DETAILED DESCRIPTION OF THE PREFERRED EMBODIMENTS
[0016] Please refer to FIGS. 3 and 4. According to a preferred
embodiment, the threaded rod reciprocation inner rotor direct drive
mechanism 10 of the present invention includes an inner rotor
torque motor 20 and a threaded rod set 30.
[0017] The inner rotor torque motor 20 is a conventional direct
drive motor employing electromagnetic technique for creating
rotational movement. To speak more specifically, the inner rotor
torque motor 20 has a body section 21 in the form of a housing, an
annular stator section 22 having windings for creating varying
magnetic field and a rotor section 23 disposed in the stator
section 22 and having multiple permanent magnets 231 for creating
fixed magnetic field. When the stator section 22 is powered on, the
stator section 22 creates varying magnetic field to drive the rotor
section 23 to rotate.
[0018] In this embodiment, the threaded rod set 30 is, but not
limited to, a conventional ball threaded rod. Alternatively, the
threaded rod set 30 can be a conventional Acme threaded rod. To
speak more specifically, the threaded rod set 30 includes a
threaded rod 31, a tubular threaded bush 32 coaxially screwed on
the threaded rod 31 and multiple ball members 33 positioned between
inner circumference of the threaded bush 32 and outer circumference
of the threaded rod 31. The ball members 33 are rollably inlaid in
the thread grooves 321 formed on the inner circumference of the
threaded bush 32 and the thread grooves 311 formed on the outer
circumference of the threaded rod 31 corresponding to the thread
grooves 321 of the threaded bush 32. Accordingly, the threaded rod
31 and the threaded bush 32 are axially movable relative to each
other along the axis of the threaded rod 31.
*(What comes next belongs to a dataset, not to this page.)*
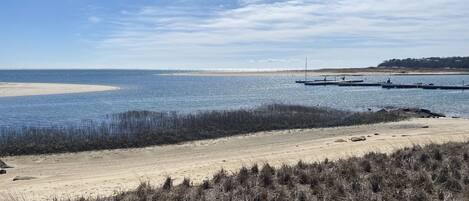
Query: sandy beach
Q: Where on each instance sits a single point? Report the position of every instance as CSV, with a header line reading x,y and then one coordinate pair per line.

[0019] The present invention is mainly characterized in that the
threaded bush 32 is coaxially positioned in the stator section 22
and the magnets 231 of the rotor section 23 are sequentially
fixedly attached to the outer circumference of the threaded bush
32. Accordingly, the threaded bush 32 serves as the rotary shaft of
the rotor section 23.
[0020] According to the above arrangement, in the threaded rod
reciprocation inner rotor direct drive mechanism 10, a part of the
threaded rod set 30 is a part of the inner rotor torque motor 20.
Therefore, after powered on, under electromagnetic force, the inner
rotor torque motor 20 can directly drive the threaded bush 32 to
rotate. Through the rolling ball members 33, the threaded bush 32
drives the threaded rod 31 to axially linearly reciprocally move.
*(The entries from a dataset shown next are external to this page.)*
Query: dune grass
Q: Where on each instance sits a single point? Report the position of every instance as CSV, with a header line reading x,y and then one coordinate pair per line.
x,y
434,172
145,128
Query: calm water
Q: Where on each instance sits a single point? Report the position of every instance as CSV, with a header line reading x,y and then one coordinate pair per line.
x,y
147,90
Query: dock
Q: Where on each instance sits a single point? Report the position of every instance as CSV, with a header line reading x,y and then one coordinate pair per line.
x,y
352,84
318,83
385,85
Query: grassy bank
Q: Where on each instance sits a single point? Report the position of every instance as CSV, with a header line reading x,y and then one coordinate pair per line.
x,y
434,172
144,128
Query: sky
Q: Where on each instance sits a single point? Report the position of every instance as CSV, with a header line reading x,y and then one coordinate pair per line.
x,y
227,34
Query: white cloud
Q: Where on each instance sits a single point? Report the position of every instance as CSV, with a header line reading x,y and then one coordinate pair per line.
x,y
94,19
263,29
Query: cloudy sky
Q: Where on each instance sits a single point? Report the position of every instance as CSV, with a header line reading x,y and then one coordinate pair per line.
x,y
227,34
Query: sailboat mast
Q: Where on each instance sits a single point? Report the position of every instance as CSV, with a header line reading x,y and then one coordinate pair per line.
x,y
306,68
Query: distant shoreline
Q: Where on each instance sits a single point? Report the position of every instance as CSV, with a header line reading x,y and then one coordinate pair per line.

The threaded rod reciprocation inner rotor direct drive mechanism
10 is applicable to various fields. For example, the threaded rod
reciprocation inner rotor direct drive mechanism 10 can be used in
a vehicle power steering system.
[0021] In comparison with the conventional technique, in the
threaded rod reciprocation inner rotor direct drive mechanism 10 of
the present invention, the threaded rod set 30 is changed from a
passive state to an active state to overcome the blind spot of the
conventional technique. Moreover, by means of the technical
characteristic of the present invention, the number of the
components is reduced and the assembling and processing procedure
is simplified. Also, the volume is minified. With respect to a
vehicle power steering system, the threaded rod reciprocation inner
rotor direct drive mechanism 10 of the present invention can be
installed in a narrow space. Furthermore, at the present time, when
energy resources are increasingly scarce, the threaded rod
reciprocation inner rotor direct drive mechanism 10 of the present
invention catches up with the trend to lightweight of vehicles.
[0022] The above embodiments are only used to illustrate the
present invention, not intended to limit the scope thereof. Many
modifications of the above embodiments can be made without
departing from the spirit of the present invention.
* * * * *